The Fat Duck experience draws on childhood memories. What was your favorite dish as a child? Is it still your favorite?

Pancakes with lemon juice and sugar. My parents are British but I was born and grew up in Canada, so these types of pancakes were quite different to what most of my friends would eat at home. I do still like them, but I tend to cook fluffy buttermilk pancakes for my kids now.

The Fat Duck experience is likened to a journey. Where inspires you? Where do you think the most exciting country or city for gastronomy is?

I do think that London is one of the most exciting cities for gastronomy. There’s such a huge range of different cuisines and influences and novel ideas, and so many chefs are coming to open restaurants all the time. I think the early years of my career when I lived in Italy inspired me more than any other, but I’ve been influenced by every stage of my life in some way or other.

What has been your proudest moment?

Promoting Ed Cooke from sous chef to head chef at The Fat Duck.

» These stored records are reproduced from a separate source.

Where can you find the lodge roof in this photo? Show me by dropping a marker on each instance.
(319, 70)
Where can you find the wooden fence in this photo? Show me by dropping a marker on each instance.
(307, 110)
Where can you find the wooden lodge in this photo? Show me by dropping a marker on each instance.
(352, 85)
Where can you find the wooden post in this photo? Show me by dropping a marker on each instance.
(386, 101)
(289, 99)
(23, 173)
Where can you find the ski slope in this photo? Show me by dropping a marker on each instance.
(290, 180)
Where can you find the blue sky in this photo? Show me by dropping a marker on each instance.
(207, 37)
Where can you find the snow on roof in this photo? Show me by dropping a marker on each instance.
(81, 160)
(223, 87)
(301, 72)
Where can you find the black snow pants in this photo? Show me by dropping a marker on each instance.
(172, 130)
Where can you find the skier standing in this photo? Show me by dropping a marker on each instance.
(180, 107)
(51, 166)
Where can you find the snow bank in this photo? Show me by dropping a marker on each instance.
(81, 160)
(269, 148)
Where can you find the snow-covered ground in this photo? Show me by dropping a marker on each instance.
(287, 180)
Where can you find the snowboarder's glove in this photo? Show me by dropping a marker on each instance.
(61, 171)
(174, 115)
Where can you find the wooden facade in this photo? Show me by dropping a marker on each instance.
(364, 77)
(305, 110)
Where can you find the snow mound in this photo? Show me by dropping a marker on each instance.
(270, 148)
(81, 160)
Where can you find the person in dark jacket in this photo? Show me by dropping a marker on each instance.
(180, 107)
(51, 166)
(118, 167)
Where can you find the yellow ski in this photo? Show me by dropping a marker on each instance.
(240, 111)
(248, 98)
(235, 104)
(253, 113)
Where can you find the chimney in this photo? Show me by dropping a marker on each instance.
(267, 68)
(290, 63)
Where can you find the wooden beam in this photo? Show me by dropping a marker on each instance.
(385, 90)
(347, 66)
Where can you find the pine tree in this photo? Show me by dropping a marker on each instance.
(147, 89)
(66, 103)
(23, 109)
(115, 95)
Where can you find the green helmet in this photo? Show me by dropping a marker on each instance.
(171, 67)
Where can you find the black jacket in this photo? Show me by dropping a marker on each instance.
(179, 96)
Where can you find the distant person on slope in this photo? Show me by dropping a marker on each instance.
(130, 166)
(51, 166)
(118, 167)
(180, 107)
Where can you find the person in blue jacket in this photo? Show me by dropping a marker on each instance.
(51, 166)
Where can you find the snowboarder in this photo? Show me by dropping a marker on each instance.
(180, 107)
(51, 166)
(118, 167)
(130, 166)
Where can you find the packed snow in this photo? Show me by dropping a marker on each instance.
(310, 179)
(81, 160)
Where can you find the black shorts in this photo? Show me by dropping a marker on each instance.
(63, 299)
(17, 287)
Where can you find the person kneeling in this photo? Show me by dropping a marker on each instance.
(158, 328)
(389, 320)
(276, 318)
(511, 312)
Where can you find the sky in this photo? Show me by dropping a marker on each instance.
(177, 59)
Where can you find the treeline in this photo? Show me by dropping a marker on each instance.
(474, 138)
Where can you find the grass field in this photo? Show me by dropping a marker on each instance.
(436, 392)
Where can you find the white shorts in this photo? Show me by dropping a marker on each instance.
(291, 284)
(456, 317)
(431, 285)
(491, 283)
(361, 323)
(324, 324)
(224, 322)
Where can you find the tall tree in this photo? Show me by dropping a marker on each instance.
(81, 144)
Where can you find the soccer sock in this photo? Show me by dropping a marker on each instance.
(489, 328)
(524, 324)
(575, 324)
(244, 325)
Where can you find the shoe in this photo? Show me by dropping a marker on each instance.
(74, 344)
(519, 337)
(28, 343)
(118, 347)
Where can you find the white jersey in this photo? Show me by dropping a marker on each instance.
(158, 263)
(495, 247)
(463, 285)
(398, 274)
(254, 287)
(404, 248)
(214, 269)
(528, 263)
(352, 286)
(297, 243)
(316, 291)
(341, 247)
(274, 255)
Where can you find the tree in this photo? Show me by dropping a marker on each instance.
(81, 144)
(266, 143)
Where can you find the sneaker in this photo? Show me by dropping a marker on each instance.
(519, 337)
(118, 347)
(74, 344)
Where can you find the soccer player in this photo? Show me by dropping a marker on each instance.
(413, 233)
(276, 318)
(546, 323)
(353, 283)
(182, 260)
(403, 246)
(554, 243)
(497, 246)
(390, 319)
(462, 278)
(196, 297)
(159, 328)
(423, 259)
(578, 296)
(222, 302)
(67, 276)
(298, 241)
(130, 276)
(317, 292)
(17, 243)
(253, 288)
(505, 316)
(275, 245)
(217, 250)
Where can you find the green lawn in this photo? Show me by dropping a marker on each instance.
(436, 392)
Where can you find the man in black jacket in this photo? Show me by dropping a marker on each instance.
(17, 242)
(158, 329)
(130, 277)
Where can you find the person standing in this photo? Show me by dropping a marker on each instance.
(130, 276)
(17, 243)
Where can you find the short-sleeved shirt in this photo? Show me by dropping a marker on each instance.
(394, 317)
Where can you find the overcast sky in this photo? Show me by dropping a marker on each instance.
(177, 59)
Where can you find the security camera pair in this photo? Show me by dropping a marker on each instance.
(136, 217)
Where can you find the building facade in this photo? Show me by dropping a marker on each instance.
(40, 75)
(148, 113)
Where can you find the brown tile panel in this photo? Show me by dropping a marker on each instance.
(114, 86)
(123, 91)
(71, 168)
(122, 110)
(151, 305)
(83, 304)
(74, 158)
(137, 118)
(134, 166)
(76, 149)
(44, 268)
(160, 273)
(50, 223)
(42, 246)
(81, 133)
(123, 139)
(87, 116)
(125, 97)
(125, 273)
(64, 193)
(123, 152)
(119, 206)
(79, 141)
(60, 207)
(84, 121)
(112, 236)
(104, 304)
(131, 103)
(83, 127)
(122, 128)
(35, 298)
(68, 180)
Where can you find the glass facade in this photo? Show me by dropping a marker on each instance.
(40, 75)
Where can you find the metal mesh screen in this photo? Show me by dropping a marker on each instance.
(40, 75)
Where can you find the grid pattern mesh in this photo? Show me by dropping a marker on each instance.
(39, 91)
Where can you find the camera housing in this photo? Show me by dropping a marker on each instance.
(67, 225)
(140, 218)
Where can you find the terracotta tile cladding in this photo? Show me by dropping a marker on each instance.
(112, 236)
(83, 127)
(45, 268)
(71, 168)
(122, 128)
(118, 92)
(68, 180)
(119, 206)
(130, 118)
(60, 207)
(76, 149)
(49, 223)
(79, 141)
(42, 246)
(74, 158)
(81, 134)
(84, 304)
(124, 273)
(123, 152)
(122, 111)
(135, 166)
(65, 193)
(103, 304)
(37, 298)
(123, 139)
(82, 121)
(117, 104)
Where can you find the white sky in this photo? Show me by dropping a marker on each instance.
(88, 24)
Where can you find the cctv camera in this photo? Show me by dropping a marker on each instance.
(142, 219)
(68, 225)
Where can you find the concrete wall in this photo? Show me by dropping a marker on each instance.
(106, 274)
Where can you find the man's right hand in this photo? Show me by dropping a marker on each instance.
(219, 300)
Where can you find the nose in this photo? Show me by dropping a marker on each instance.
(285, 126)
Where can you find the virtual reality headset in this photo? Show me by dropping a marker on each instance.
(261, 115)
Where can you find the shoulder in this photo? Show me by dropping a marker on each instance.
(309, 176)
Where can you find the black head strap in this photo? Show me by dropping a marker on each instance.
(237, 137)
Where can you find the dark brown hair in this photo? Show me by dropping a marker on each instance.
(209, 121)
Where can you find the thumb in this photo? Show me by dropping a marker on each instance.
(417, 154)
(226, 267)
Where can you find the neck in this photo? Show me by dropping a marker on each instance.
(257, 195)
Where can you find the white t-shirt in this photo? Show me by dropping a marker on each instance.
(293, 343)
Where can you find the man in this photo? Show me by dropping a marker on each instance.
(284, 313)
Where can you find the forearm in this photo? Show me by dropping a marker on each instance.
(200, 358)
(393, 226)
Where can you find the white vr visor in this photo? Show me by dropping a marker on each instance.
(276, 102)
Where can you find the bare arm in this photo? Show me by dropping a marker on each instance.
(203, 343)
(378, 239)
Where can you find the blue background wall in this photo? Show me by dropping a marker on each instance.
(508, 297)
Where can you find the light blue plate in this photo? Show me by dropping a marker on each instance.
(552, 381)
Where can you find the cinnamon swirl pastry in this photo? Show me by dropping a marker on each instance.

I am very proud of him for making it all this way.

What do you do with your free time, if you have any?

I try to eat out as much as I can and to spend as much time as possible with my wife, Shannon and my kids Sadie, Rufus and Orla.

What are your plans for the future?

I’m working on two big projects at the moment. We’re refurbishing our Michelin-starred restaurant The Hind’s Head in Bray, just down the road from The Fat Duck, which will now have its own cocktail lounge. We’re also developing the garden at The Crown, our pub in Bray, to include its own outdoor bar and kitchen. And The Fat Duck is constantly evolving so that’s always ongoing.